The automated vehicle market is predicted to be big news, both in terms of GDP growth of the auto market itself, but also across a large supply chain ecosystem and broader sustainability goals.
The automated vehicle market is predicted to have a very lucrative future. Estimates vary – Forbes reported1 a study which predicted that the market would grow from $54.23 billion in 2019 to $556.67 billion in 20262, the UK’s Transport Systems Catapult, estimated that the UK market for connected and automated vehicles would be worth £28bn by 2035, capturing 3% of the £907bn global market3, whilst Intel predict that autonomous driving technology will enable a new “Passenger Economy” worth US$7 trillion by 20504. Exact figures aside, it promises to be a vast area of potential growth – both direct and indirect, supporting broader economic wellbeing and productivity.
The development of the automated vehicle (AV’s) and connected automated vehicles (CAVs) has an interdependency with the development of connected or smart cities. The UN predicts5 that the urban population is expected to grow by 63% between 2014 and 2050, against the 32% total population growth in the same period.

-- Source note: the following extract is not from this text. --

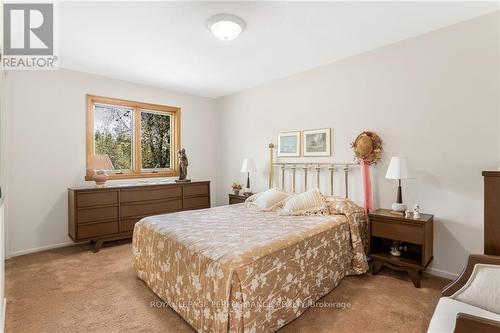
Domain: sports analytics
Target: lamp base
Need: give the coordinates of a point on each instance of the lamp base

The move to smart cities is driven by this increasing urbanisation, stress on resources, the need to tackle inadequate infrastructure and the subsequent rising environmental challenges6. Automated vehicles will play an important role in managing the megacities of the future. As hubs of GDP (80% of the worlds GDP is created in cities7), cities play an important role in the success of nations. Managing congestion, increasing safety, helping to meet sustainability goals and driving down the
cost of transportation to tackle poverty and exclusion are just some of the benefits which could be realised by a truly connected autonomous vehicles.